We get driven to the south side of town, past Giant Brooks and the car dealership out on Second Street with the yellow-and-red flags I always thought looked like a carnival but were just a lame attempt at getting people to buy used vehicles.

At night, with the stores dark and the train tracks empty, the billboards vacant, our town looks really small. And it is. Maybe growing up I didn’t realize that, but now I understand it’s the kind of place people move away from, and how my parents are different because they came back. And how Luke’s mom did, too.

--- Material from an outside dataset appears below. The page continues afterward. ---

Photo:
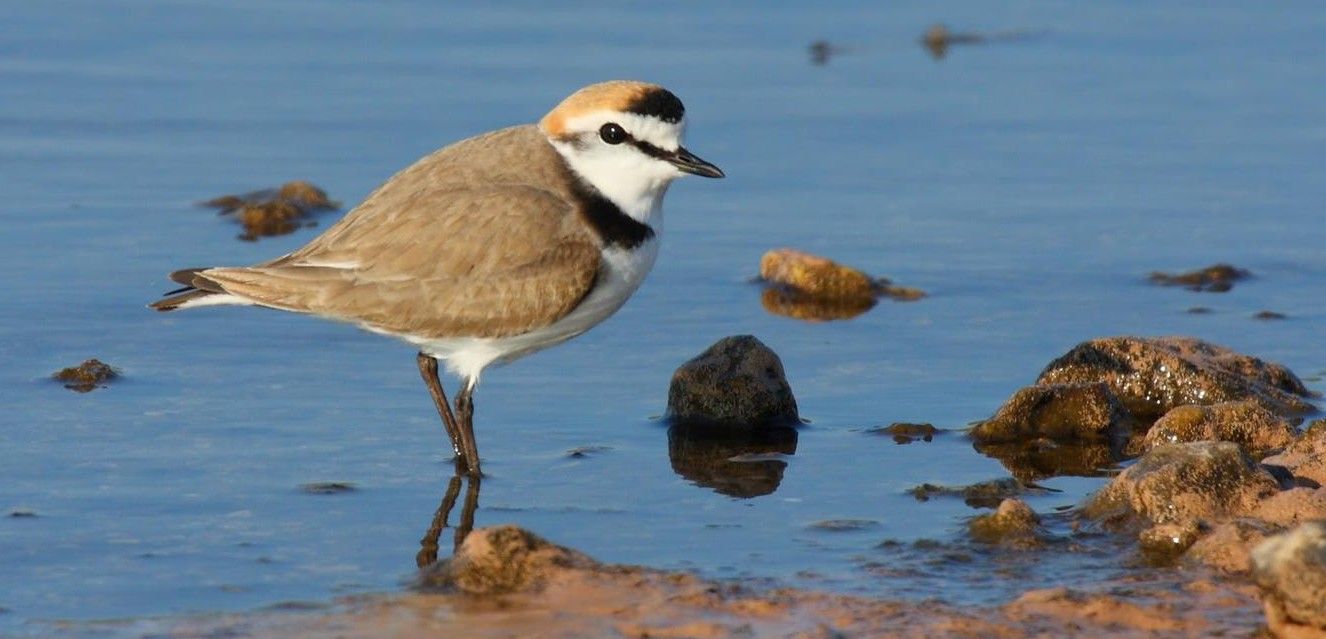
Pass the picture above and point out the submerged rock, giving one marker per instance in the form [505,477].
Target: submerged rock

And how I might not ever be able to do that because like some old Western shootout movie, it might not be a big enough place for me and everyone else.

I look across the limo at Lucas and he’s got his arms
stretched out on the seat backs, and my brother’s phone is blipping every two seconds, which seems to have Lucas all agitated.

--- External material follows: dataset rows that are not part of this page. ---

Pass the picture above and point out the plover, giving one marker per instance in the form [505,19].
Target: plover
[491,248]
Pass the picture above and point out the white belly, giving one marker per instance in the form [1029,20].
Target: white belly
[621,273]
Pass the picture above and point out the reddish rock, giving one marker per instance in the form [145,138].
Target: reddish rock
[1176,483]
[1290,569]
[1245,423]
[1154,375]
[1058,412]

“Don’t you think you should answer that?” I ask Danny.

Danny and Anabel are in lip-lock already but take a break so Danny can respond. Lucas gives him a sort of signal.

“What’s going on?”

Danny and Lucas have a conversation with gestures the way only guys who run laps and travel for hours to away games can: through gestures and eyebrow raising.

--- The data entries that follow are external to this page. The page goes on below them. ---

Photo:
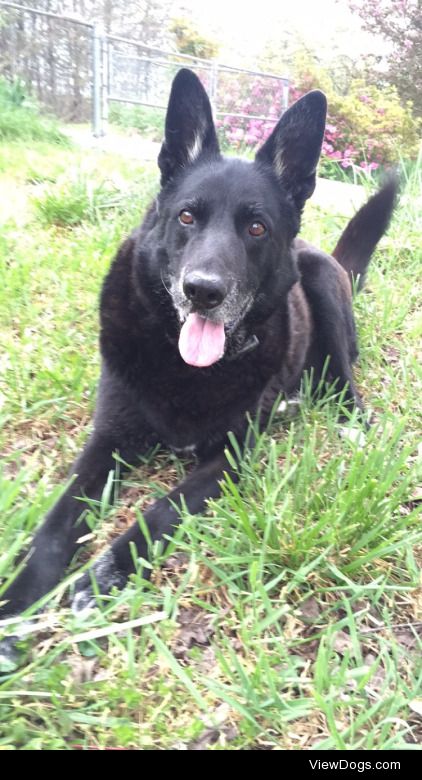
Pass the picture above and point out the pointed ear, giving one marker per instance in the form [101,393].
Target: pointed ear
[189,129]
[294,146]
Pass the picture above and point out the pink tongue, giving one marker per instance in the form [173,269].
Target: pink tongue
[201,342]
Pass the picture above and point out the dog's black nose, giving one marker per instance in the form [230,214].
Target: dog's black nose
[204,291]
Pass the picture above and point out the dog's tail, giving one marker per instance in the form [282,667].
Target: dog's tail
[363,232]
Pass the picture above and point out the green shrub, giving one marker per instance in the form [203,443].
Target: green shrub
[21,119]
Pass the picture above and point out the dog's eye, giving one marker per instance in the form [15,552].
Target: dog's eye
[257,229]
[186,218]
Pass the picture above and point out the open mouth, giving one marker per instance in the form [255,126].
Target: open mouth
[201,341]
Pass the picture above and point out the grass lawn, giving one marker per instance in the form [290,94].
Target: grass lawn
[288,616]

“Ahem, I would like to be clued in here,” I say. And then, just to hammer the point home, “Hello? Are we all on Team Tessa or what?”

And as I ask this, the limo slows down.

I put my hand to the window and peer out through the darkened glass. “Do we have a flat?”

There’s no other reason to pull into the former Hailer’s Drugstore, parking lot of past lives, unless Lucas forget something at home.

But where the Discount LiquorMart once proudly advertised Blue Nun and Pabst, there are no plywood boards covering the storefront.

Instead, there are lights.

And not just any lights. A Hollywood-style spotlight points to the Midwestern sky. Wound together across the entire storefront are multiple strands of purple, red, white, green, blue, and yellow twinkling lights. It’s bright. It’s slightly tacky. It’s a rainbow.

“It’s perfect,” I say, and open the door so I can get a better look.

Lucas escorts me out of the limousine. When I stand up, Danny claps his hands and from somewhere—I can’t see where at first—comes a bellowing noise.

“Is that a tuba?”

“Hooray for sousaphones!” Lucas shouts as the entire marching band from Brookfield-Mason begins to play “Somewhere Over the Rainbow.” The music floats down and I realize the band is on the Discount LiquorMart’s flat roof, playing just for me.